In short, first, discuss and determine the questions your team wants to be answered, prioritize and scope the research needed, then suggest a few methods (s), discuss the pros and cons of these with your team, and based on the stage of your product development, and available resources, determine the most appropriate method.
Just a note, today’s article is a bit longer because it goes over some of the foundations of user research, so you might want to bookmark this one. It ties together the research frameworks, different types of research questions, and the methods you could use to answer some questions (or in specific research phases).
Research frameworks and how they can help structure and prioritize questions
If there are too many questions your team wants to be answered, you’d probably need some structure for prioritization. Research frameworks can help here because they help structure our questions and guide the selection of appropriate approaches.
There are several research frameworks, for example, Nielsen Norman Group and Erika Hall provide a landscape of different research methods and the kind of questions they help answer. There are also a few frameworks that present the different phases of research and related activities. These include gov.uk, the Ncredible framework by twig + fish and the research funnel by Emma Boulton. Any of these frameworks is a good starting point.
Using the NCredible framework as an example
Let’s work with the NCredible framework as an example. Once you and your team have your questions outlined, plot them within different quadrants of the Ncredible matrix (photo at the top).
There are four quadrants: Discover, Explore/Elaborate, Design, Validate. Let’s look at them one by one.
Methods
Some commonly used methods here can be interviews, observations, diary studies and probes, ethnography, artifact analysis, etc.
Methods and an example
Some commonly used methods here can be interviews, observations, diary studies, contextual inquiry, experience sampling, cultural probes. And different stimuli like storyboards, design probes, etc. might already start being used from here on.

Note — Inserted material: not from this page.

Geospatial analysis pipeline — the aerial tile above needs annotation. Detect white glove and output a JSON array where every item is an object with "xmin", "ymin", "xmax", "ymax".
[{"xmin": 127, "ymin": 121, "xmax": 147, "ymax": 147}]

Here’s an example of an exploratory/elaboration study for an e-commerce store on what people do when buying, along with their wants, needs, likes, and pain-points, etc. in the purchasing process. We used diary studies and interviews to answer these questions.
Methods and an example
Some commonly used approaches here are: co-creation workshops, concept evaluations, co-discovery, home trials, competitive analysis, card-sorting, tree testing, wizard of oz approach, etc.
Here’s an example where we created several game concepts for children and wanted to narrow down the list to a few concepts to be refined.
Methods and an example
Usability testing with prototypes of varying fidelity (moderated or unmoderated), A/B testing, data analytics, home trials, etc. are commonly used approaches here.
Also, here is an article summarizing different methods to evaluate the content and copy of the interface.
Many more methods
Only a few methods are listed above, but user research has hundreds of methods from all the fields that contribute to it (design, ethnography, engineering, HCI, human factors, psychology, marketing…) and the list grows every year.
To get inspiration on new methods, a reference book like the pocket version of The Universal Methods of Design can be very useful. It shows 100 different design and research approaches, though they don’t seem to distinguish between design method, research method, analysis, and presentation, etc.
Phew! This was all for today. Thank you for reading.